Observation data (J2000 epoch)
- Constellation: Andromeda
- Right ascension: 00^{h} 10^{m} 40.8673^{s}
- Declination: +32° 58′ 58.633″
- Redshift: 0.015971
- Heliocentric radial velocity: 4788 ± 2 km/s
- Distance: 202.16 ± 9.32 Mly (61.983 ± 2.857 Mpc)
- Group or cluster: NGC 7831 Group (LGG 1)
- Apparent magnitude (V): 13.99

Characteristics
- Type: SB(r)bc
- Size: ~73,300 ly (22.48 kpc) (estimated)
- Apparent size (V): 1.2′ × 0.6′

Other designations
- IRAS 00080+3242, UGC 98, MCG +05-01-046, PGC 759, CGCG 499-065

= NGC 19 =

Galaxy in the constellation Andromeda

NGC 19 is a spiral galaxy in the Andromeda constellation.
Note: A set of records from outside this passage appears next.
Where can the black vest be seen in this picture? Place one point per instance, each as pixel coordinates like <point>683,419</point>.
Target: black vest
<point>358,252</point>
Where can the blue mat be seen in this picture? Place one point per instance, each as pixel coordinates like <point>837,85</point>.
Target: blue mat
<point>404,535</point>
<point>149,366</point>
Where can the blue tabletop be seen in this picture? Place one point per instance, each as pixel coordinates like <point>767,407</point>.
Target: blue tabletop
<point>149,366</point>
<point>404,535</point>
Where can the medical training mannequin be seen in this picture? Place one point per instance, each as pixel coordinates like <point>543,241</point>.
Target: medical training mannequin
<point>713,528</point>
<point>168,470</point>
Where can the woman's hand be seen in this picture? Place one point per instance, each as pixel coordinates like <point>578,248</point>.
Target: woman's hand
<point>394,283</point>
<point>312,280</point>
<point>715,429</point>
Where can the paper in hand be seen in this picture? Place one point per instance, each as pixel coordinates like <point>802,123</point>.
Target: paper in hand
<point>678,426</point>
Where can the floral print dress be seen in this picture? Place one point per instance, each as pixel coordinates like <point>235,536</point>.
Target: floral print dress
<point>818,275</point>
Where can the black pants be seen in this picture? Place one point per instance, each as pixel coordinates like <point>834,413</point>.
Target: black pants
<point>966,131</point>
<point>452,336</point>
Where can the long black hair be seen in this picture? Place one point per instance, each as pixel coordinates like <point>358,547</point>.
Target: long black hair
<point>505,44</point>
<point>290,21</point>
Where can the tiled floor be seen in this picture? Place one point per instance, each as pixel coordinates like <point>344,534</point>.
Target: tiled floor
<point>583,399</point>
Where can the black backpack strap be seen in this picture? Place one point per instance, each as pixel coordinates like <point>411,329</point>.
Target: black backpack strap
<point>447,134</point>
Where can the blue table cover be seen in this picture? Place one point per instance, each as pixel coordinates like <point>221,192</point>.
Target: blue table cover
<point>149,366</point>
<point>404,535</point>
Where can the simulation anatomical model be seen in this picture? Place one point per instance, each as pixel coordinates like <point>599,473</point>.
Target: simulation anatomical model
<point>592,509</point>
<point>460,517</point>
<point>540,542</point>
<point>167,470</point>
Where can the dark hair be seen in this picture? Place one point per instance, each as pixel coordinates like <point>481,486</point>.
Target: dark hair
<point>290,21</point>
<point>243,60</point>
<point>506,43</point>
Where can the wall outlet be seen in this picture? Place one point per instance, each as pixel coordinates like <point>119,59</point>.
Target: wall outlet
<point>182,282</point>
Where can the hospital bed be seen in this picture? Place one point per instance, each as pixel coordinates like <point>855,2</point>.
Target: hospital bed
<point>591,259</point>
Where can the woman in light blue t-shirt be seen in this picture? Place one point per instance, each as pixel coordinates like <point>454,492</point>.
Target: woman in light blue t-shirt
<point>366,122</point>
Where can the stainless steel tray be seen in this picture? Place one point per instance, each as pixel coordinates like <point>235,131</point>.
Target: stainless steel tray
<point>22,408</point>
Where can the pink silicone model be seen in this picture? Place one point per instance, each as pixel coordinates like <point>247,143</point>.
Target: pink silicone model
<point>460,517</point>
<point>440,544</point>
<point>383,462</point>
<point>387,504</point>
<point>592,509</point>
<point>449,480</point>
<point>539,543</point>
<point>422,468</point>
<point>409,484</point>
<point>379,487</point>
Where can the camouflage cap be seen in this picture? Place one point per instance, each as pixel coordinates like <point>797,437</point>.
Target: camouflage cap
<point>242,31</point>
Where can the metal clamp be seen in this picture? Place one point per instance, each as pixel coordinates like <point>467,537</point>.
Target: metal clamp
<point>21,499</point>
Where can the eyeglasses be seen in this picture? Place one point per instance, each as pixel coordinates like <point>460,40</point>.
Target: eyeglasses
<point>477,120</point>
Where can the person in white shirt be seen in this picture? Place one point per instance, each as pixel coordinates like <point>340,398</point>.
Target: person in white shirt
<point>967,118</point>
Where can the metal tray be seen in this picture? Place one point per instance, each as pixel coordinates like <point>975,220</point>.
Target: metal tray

Its velocity with respect to the cosmic microwave background is 4465±23 km/s, which corresponds to a Hubble distance of 65.85 ± 4.62 Mpc. However, 12 non-redshift measurements give a closer distance of 61.983 ± 2.857 Mpc. It was discovered by American astronomer Lewis Swift on 20 September 1885. It is often incorrectly listed as a duplicate of NGC 21.

== NGC 7831 Group ==
According to A.M. Garcia, NGC 19 is a member of the NGC 7831 group (also known as LGG 1), which contains at least 18 galaxies, including NGC 13, NGC 20, NGC 21, NGC 39 NGC 43, NGC 7805, NGC 7806, NGC 7819, and NGC 7836.